The captured image, in other words, can cause an awful lot of trouble. Panahi may be operating worlds away from either Steven Spielberg or Jordan Peele, but it’s fascinating that all three filmmakers have made movies in the past year — the others are Spielberg’s “The Fabelmans” and Peele’s “Nope” — that express a certain pessimism about the very medium they inhabit. The history of filmmaking, it bears reminding, is also a history of exploitation and abuse. A still photograph or a snippet of footage can bring hidden truths to light, but it can also distort those truths beyond recognition. Film directors, at least like the one Panahi plays here, often operate at a lofty, privileged remove, treating their collaborators like property and eagerly thrusting their cameras in where they seldom belong.

Panahi seems to relish taking himself and his chosen art form to task. But he isn’t really condemning cinema so much as quarreling with it, interrogating it, poking around in its moral gray zones and inviting us to see what he sees. He loves the movies too much — and they’ve clearly sustained him through far too much — for him to entirely dismiss their power. And “No Bears,” steadily darkening as it builds to a climax that feels both inevitable and shattering, is as much an affirmation of that power as a critique of it.

That ending, marked by tragedy and tears, hits even harder when you consider Panahi’s uncertain future and that of the country now imprisoning him — a place that, as that early scene at the border suggests, he would have difficulty leaving even if he could.

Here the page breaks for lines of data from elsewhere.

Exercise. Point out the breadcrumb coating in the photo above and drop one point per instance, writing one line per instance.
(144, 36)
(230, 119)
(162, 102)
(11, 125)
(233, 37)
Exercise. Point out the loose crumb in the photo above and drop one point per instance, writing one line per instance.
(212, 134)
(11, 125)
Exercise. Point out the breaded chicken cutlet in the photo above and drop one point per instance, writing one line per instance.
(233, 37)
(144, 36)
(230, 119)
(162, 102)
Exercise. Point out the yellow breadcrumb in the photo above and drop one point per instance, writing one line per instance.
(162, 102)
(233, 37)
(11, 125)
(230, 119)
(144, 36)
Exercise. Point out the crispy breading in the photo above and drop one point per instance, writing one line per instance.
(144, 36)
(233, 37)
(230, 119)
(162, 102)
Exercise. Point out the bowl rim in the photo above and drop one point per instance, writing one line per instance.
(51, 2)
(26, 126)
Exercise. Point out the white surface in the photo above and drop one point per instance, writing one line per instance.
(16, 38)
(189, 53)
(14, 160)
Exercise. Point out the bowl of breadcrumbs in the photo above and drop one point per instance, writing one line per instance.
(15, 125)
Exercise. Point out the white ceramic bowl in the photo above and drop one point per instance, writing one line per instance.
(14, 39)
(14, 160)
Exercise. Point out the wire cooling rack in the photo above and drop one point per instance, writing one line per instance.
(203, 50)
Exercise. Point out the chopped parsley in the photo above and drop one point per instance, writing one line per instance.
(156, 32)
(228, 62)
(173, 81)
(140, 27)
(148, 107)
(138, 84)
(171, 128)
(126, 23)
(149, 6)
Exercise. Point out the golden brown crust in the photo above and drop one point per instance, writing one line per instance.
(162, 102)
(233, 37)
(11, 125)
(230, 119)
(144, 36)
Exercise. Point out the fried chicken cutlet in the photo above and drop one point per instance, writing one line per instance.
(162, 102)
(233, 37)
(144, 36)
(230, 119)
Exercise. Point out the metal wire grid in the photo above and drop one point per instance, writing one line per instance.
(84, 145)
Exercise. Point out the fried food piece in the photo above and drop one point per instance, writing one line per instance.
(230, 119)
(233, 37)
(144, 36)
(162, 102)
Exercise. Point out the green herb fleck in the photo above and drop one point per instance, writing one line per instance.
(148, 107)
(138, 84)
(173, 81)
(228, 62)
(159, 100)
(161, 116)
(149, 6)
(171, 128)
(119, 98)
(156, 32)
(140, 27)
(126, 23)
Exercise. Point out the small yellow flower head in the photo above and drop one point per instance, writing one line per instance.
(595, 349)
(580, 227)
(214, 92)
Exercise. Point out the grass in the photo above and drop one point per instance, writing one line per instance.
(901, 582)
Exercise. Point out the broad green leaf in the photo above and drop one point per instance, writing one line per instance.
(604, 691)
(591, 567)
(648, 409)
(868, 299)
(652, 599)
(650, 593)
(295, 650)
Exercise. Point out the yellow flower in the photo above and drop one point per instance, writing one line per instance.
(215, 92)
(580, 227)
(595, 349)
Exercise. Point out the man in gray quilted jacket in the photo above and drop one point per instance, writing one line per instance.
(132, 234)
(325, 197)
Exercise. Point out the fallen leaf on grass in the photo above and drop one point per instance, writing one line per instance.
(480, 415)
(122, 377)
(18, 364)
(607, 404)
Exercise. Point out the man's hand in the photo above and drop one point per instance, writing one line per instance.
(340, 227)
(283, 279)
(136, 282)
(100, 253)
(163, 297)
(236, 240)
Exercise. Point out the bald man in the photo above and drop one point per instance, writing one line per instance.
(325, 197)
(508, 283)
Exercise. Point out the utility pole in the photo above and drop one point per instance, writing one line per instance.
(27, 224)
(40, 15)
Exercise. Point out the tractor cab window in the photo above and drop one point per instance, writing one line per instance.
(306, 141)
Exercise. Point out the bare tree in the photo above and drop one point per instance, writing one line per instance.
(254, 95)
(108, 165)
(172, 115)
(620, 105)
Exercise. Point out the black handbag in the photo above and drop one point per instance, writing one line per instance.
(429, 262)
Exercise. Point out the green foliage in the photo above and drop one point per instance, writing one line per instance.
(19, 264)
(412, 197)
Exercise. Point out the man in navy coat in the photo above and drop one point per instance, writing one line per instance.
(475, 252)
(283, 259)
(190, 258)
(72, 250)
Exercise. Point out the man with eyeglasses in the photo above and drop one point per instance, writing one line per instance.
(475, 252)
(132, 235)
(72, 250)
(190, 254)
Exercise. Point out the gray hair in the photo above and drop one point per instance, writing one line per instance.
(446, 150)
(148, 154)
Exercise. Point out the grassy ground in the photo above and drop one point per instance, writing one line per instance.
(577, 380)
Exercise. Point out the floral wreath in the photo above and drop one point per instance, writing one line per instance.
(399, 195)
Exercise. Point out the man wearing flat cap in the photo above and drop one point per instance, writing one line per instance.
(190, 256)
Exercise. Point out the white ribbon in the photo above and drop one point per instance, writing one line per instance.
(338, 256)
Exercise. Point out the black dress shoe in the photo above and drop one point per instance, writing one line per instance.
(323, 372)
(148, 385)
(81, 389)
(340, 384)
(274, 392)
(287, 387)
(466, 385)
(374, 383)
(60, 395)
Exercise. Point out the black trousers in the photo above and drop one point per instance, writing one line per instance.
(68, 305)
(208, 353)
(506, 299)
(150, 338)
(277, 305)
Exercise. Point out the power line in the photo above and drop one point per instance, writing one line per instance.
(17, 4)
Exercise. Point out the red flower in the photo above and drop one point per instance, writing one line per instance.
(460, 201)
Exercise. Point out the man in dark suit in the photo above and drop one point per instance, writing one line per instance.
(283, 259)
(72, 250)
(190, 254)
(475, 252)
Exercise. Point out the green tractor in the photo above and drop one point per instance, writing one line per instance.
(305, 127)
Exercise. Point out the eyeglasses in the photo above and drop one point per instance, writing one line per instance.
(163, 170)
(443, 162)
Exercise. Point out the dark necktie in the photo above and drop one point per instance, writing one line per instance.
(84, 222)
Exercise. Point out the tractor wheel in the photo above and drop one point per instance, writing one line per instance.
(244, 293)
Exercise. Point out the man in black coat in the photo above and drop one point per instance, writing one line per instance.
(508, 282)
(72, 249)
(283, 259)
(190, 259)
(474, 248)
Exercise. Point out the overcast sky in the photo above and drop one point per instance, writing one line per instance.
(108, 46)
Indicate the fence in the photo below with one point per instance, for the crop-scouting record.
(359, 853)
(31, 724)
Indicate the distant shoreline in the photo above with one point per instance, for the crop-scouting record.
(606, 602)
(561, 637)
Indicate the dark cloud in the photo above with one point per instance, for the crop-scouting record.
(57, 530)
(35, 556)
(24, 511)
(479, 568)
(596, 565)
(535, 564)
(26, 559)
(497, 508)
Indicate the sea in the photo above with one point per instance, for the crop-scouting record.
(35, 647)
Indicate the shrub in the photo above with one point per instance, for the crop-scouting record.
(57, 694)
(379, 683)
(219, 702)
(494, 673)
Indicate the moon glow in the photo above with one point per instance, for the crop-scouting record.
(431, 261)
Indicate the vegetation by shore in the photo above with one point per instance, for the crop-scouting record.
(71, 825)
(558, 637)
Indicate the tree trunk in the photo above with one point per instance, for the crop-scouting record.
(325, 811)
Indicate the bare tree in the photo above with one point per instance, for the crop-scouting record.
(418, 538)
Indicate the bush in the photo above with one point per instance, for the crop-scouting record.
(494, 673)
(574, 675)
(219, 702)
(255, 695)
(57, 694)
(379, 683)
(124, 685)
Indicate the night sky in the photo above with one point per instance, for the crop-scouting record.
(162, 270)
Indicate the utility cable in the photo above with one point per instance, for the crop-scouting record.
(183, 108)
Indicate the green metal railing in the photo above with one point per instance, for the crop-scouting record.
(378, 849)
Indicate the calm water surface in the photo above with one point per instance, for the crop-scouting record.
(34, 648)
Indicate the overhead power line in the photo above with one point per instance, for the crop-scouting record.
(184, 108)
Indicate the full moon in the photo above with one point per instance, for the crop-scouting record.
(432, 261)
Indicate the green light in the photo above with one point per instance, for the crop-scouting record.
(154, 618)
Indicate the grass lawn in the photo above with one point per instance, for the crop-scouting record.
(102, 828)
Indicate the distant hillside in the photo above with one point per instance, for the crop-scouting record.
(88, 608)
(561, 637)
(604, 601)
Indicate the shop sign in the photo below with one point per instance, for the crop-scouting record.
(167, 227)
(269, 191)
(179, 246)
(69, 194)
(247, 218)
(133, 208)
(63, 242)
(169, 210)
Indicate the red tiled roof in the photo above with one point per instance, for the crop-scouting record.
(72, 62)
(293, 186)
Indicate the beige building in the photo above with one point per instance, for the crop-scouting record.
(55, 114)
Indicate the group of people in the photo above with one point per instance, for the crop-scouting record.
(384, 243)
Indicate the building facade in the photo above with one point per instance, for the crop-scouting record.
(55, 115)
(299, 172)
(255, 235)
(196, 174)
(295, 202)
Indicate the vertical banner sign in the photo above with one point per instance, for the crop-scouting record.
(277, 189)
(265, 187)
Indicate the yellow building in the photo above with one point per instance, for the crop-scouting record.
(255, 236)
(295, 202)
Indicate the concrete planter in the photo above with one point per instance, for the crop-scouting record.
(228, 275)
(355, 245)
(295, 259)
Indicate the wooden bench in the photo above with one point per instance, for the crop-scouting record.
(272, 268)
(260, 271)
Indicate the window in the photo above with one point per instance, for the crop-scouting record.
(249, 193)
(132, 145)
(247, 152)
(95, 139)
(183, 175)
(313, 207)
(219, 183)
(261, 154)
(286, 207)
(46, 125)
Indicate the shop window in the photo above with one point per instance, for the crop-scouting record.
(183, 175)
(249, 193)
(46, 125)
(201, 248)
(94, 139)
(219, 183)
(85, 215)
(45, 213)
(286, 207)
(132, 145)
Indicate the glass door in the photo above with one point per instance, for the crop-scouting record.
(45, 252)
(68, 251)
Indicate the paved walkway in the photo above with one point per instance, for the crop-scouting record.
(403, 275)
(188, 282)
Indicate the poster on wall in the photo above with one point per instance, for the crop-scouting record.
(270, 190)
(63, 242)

The realities of the situation are grim enough that a lesser work might have paled into insignificance, but “No Bears” — the best and bravest new feature I saw last year, a work of extraordinary emotional power, conceptual ingenuity and critical force — somehow manages the opposite. Panahi has made, paradoxically, a great movie about a medium that often falls short of greatness. You long to see him free, not least so he can make another.